First off, your brilliant statistical software program will not run your model, since your matrix is not full rank (and is, thus, not invertible) since you have more independent variables (50 states+racial segregation) than observations (50 states). One way to correct for this is to get data over time, or look at smaller units of analysis, like counties or cities. In addition, it seems likely that you have an endogeneity problem, since inequality may generate conditions that facilitate racial segregation. You could use an instrument to correct for this; Ananat, an economist, looks at the question of the effect of racial segregation on inequality by using the length of railroads in each city as an instrument. In addition, you might have heteroskedasticity, as the effect might vary within each state or region. You could use secret weapon (for instance, break the country into four regions and run separate regressions), EGLS, or robust standard errors.
500
What are studentized residuals (mathematical expression), and how can they be used to test influence?

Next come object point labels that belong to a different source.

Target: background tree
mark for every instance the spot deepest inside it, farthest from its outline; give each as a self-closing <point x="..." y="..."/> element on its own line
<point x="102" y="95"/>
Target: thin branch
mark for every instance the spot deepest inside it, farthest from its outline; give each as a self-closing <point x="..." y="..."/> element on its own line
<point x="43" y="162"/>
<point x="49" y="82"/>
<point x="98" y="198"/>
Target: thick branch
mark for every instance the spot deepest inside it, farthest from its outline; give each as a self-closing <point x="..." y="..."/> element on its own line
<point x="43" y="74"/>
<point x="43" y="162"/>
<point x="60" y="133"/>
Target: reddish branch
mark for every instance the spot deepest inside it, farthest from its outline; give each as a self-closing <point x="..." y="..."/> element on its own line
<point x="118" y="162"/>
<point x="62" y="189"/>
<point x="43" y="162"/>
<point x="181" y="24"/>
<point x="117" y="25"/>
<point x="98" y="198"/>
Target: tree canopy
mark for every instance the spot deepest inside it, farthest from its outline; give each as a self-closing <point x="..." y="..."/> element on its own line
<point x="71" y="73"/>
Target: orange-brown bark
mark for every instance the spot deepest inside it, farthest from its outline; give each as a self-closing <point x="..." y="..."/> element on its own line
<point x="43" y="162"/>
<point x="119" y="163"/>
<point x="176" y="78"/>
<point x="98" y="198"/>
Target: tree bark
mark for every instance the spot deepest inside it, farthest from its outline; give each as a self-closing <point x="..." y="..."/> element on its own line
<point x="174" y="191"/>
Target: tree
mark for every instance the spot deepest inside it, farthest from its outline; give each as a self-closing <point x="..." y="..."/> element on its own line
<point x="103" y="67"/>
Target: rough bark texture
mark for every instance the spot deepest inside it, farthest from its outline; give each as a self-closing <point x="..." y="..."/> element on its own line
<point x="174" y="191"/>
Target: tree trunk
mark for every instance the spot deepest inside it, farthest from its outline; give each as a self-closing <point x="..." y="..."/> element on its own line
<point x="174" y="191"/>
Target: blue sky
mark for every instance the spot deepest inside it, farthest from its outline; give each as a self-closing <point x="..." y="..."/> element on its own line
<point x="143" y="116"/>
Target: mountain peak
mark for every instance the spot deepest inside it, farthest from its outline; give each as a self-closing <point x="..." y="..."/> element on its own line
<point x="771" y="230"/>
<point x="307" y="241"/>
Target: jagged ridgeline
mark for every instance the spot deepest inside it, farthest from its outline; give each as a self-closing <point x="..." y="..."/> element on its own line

t_i=hat(epsilon_I)/hat(sigma_-i)*sqrt(1-h_I) where t_i has a student t distribution with n-k-1 degrees of freedom where k is the number of coefficients estimated. Can use to test null that delta=0 in the model E(Y_I)=x_ibeta+deltaD_I where D is a dummy that equals 1 for observation i and 0 otherwise. If fail to reject null, do not consider i to be an outiler.
500
Saumitra Jha shows that areas in India with sustained Hindu and Muslim interaction have less religious violence today. Why can he not run a regression with the percent of Hindus and Muslims as the independent variables and religious violence as the dependent variable? In the same paper, he instruments for the interaction of Hindus and Muslims with medieval trading ports. Why might this be a good instrument? Why might it be a bad instrument?
Hindu and Muslim citizens may choose where to live based on the degree of religious violence. In other words, religious violence may affect the degree of interaction between the two groups, so the Hindu-Muslim interaction is likely endogenous. Saumitra argues that medieval ports are good instruments, as they do not predict violence, but do predict the coexistence of Hindus and Muslims (medieval traders lived together….). We might question whether this instrument is truly exogenous (As budding political scientists, I’m sure you can come up with a story of endogeneity). In addition, we might think that the location of port cities is a weak instrument (I could not find a partial R^2 in the paper).